The Chapala government began phasing in the operation of the municipal traffic department this week with a start-up corps of ten officers, a patrol truck and two four-wheel all-terrain motorcycles at its disposal.
Chapala Mayor Javier Degollado and Transito Chief Reynaldo Martínez Villanueva presided at ceremony held Monday, October 30 to launch the new department that will eventually take over most local traffic control duties in place of the regional branch of Jalisco’s Secretaria de Movilidad (SeMov).
Since the municipal government has not yet drawn up a formal agreement with the state, Chapala’s new traffic cops lack legal teeth to issue tickets or impose fines for violations. For the time being they are limited to giving verbal warnings to motorists detected breaking the rules of the road.
In addition, the Chapala city council must enact and publish a municipal traffic code conforming to Jalisco law, including identical fees and fines.
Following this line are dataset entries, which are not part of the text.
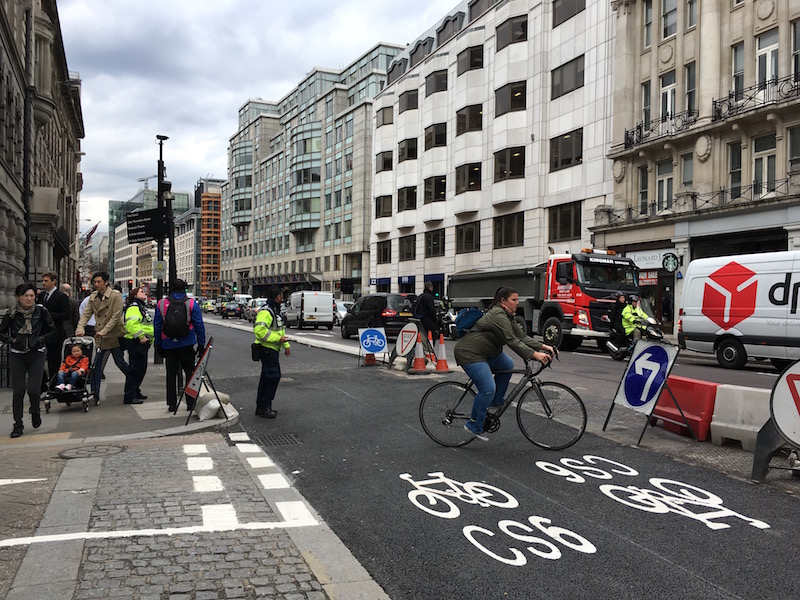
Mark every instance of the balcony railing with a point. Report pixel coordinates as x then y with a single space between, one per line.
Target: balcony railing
667 125
691 202
756 96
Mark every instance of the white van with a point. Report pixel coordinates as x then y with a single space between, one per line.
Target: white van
310 308
741 307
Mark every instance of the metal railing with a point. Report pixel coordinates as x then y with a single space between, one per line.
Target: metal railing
756 96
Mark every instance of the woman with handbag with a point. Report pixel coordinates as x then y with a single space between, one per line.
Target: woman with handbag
138 335
26 328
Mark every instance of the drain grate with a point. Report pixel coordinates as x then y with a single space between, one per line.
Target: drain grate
276 439
92 451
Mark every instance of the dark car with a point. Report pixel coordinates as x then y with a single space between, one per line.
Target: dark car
390 311
231 309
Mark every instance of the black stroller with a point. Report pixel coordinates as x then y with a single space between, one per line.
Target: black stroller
81 391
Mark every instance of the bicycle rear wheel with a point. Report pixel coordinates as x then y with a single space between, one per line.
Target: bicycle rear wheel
443 412
554 421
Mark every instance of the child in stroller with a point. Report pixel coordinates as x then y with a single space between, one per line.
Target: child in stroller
75 365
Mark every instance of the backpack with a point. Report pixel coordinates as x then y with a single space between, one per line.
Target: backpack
177 318
466 319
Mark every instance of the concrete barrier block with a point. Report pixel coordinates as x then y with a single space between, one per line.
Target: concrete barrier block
739 414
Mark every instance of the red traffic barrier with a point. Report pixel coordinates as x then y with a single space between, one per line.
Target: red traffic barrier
696 399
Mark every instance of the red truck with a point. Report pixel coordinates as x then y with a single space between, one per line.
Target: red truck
566 300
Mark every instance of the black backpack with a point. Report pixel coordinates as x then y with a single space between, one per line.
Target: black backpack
177 319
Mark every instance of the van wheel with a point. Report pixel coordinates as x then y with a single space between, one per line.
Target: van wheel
731 354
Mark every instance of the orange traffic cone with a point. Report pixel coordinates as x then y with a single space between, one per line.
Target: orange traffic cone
441 359
418 366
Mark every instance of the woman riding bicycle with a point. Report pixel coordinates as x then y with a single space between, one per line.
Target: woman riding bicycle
480 354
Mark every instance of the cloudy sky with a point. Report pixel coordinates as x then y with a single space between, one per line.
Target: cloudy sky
182 68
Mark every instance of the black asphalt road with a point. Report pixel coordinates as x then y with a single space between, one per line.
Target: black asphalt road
673 531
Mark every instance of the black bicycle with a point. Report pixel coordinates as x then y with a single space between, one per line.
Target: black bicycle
551 415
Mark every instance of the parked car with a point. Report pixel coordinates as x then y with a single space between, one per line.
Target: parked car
390 311
231 309
340 308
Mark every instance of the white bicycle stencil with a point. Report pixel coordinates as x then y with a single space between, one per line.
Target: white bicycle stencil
438 501
680 498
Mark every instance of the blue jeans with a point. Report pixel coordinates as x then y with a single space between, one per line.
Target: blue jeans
491 390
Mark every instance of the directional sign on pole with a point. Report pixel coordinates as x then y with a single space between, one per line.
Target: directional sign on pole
646 374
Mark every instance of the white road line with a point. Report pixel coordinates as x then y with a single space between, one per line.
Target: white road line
273 481
199 463
260 462
207 483
195 449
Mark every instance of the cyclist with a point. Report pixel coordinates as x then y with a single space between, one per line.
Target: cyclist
480 354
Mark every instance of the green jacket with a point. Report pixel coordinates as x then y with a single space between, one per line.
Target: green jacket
138 323
269 331
487 337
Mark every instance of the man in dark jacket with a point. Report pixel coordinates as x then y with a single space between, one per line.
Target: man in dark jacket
57 304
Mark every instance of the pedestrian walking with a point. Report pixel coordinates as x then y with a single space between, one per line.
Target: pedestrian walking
57 304
138 336
105 304
26 328
178 326
271 337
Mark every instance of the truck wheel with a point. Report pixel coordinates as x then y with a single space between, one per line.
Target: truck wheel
731 354
551 332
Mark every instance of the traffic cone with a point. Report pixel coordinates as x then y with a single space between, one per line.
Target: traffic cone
441 359
418 365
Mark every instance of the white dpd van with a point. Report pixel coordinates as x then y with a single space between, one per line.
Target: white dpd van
310 308
742 307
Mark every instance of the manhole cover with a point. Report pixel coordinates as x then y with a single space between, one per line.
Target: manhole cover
92 451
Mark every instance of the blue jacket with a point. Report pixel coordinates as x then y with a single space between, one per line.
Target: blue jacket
197 331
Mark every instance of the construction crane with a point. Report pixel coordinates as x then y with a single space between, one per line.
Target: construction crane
146 179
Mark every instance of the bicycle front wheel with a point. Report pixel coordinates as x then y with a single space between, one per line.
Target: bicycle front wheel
551 415
443 412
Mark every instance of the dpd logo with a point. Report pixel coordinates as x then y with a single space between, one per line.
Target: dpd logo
729 297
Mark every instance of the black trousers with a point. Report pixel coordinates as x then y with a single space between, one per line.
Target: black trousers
177 359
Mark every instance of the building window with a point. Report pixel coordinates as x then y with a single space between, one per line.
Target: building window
567 77
468 178
735 168
764 164
435 135
687 170
383 161
384 253
436 82
509 230
509 164
669 18
644 190
512 31
408 101
407 150
691 89
737 67
435 189
566 9
510 97
469 118
691 13
407 247
383 206
407 198
564 222
470 59
434 243
468 237
664 185
566 150
384 116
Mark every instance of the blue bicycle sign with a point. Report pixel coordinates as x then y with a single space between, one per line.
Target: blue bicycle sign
372 340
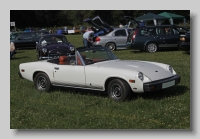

The mayor expects this to be accomplished by year’s end.
After the transition is completed, SeMov will maintain jurisdiction along state highways connecting Chapala to Guadalajara, Jocotepec and Mezcala.
According to Degollado, the main objectives of shifting authority to the local government are to increase manpower for greater vigilance of local thoroughfares, boost enforcement of traffic regulations, reduce the incidence of accidents and better educate the public on mobility safety issues.
He also anticipates the installation of a Transito office in San Antonio Tlayacapan that will be equipped and authorized to issue Jalisco driver’s permits.